Why I've (Mostly) Stopped Reading the News
There’s an old parable about a conversation between a Native American boy and his father. The boy had been practicing his shooting skills with bow and arrow and had just killed his first rabbit. In celebration of this rite of passage, the elders skinned and cooked the rabbit and the boy and his friends had a little feast.
Afterwards, the boy approached his father with a confession.
“I know I should have been proud to share,” he said. “And I should have felt honored that all my friends joined in to celebrate. But I didn’t. I didn’t want them to have any of the meat. I wanted it all for myself. Why would I feel so selfish? I don’t understand.”
His father said, “Inside every heart there are two wolves. One is generous, trusting, loving, kind. The other is greedy, fearful, spiteful, mean. For as long as you live, these two will be fighting.”
The boy thought for a moment, picturing the two wolves going at each other and the feelings of turmoil their conflict produced in his heart. Finally, he asked his father, “Which one wins?”
His father answered, “The one you feed.”
Over the past few years, our mainstream media has become polarized to the point where even mainstream outlets can’t seem to report a story without casting blame against the other side of the political aisle. Headlines provoke outrage to get you to click, and then the articles deliver on their inflammatory promise with anecdotes and carefully extracted quotes that are sure to horrify and enrage.
Read Fox News, and you’ll find the left is destroying the country. Read The Washington Post or the New York Times, and you’ll find the right is destroying the country. We’re under mortal threat from the other side, and if we’re not ever-vigilant, alert to every provocation, ready to repel the enemy at every encounter, we’re doomed.
Read this stuff every day and the world becomes a very dark place. You’re anxious and on edge. A vague but persistent current of fear underlies all your thoughts.
Now pause for a second and go back to the what the man said to his son in the parable.

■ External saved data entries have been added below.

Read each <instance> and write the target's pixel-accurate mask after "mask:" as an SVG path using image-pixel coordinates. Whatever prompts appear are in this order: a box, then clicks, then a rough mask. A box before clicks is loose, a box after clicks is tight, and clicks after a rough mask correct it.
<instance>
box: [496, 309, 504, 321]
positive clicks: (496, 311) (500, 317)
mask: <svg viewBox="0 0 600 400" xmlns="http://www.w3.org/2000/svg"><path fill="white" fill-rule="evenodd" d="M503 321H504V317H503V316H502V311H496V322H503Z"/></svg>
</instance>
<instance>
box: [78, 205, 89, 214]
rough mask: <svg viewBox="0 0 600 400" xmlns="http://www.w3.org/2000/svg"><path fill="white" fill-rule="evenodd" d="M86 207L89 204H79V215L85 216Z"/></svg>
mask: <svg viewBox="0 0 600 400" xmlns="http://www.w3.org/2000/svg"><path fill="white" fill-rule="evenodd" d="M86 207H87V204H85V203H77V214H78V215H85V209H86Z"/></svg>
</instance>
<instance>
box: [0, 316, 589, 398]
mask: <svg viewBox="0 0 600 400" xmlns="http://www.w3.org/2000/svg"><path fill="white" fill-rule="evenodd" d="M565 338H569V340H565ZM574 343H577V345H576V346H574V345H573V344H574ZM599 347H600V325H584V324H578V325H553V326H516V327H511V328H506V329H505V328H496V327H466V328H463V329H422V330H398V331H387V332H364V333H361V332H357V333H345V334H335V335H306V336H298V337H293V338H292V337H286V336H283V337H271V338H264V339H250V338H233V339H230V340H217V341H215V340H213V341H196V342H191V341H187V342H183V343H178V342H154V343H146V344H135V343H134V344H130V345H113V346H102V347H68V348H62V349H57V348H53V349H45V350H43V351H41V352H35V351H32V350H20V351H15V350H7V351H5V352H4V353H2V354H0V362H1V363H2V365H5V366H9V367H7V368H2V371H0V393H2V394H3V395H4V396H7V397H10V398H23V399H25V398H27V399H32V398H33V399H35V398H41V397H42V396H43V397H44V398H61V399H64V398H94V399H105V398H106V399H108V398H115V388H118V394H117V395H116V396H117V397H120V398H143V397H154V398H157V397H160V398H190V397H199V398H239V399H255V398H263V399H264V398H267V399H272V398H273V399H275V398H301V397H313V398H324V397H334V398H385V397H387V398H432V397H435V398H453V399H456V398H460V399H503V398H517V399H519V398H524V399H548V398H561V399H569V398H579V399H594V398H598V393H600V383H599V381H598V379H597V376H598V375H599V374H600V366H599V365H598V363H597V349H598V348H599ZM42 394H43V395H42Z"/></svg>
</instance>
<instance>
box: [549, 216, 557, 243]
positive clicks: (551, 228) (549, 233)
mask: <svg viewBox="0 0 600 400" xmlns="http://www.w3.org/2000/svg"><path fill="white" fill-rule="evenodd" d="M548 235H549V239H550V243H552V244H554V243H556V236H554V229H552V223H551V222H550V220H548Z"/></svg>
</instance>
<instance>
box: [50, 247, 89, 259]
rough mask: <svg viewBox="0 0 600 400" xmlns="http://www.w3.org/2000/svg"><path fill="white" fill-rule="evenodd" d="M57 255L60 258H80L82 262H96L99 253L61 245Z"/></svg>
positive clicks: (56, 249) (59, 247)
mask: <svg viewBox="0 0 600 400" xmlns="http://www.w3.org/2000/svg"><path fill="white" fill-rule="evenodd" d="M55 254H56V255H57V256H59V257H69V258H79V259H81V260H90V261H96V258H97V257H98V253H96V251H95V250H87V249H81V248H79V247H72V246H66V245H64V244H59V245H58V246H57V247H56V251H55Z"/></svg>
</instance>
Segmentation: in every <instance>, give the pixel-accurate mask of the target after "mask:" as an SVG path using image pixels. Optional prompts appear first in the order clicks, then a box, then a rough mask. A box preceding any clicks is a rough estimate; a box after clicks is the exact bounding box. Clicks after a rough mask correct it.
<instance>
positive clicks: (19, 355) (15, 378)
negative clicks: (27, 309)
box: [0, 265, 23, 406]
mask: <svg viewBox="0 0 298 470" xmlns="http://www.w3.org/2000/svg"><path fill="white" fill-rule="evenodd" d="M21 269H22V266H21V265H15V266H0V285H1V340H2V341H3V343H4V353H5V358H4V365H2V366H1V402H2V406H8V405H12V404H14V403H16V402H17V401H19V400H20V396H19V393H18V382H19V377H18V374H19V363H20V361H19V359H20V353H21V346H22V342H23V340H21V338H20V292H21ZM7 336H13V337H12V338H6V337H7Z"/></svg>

Which wolf are you feeding?
Our national news media behave like the members of a divorcing couple who can focus on nothing but their partner’s wrongs. Spend a few minutes in the kitchen with them, and they’ll drag down into their mire.
Meanwhile, there’s a whole world of beauty just outside the door. The sun is still shining and the sky is still blue, and the blooms of spring are right around the corner.
Pete Ross’s article, Your Addiction to Outrage is Killing You , includes some good insights and is well written.
The Polarization Spiral by Jonathan Haidt and Greg Lukianoff examines “How the right’s monomania and the left’s Great Awokening feed each other.” This is a follow-up to their excellent book, The Coddling of the American Mind, which shows how the good intentions of the political left have backfired in many ways, alienating many and fueling the rise of the right.
Finally, if you’re up for a longer read, Francis Fukuyama’s Against Identity Politics is one of the most lucid analyses of how the left has unwittingly sown division in the US, and how the right has taken advantage of it.
After similar analyses of the problem of polarization in American society, both Fukuyama and Haidt/Lukianoff come to a similar conclusion about the need for an inclusive perspective in place of our fragmenting and polarizing identity politics.
Pauli Murray , as quoted in The Coddling of the American Mind, expresses the idea most eloquently. Black and queer, she didn’t quite fit in at Yale Law school in the 1960’s. Her response?
“When my brothers try to draw a circle to exclude me, I shall draw a larger circle to include them.”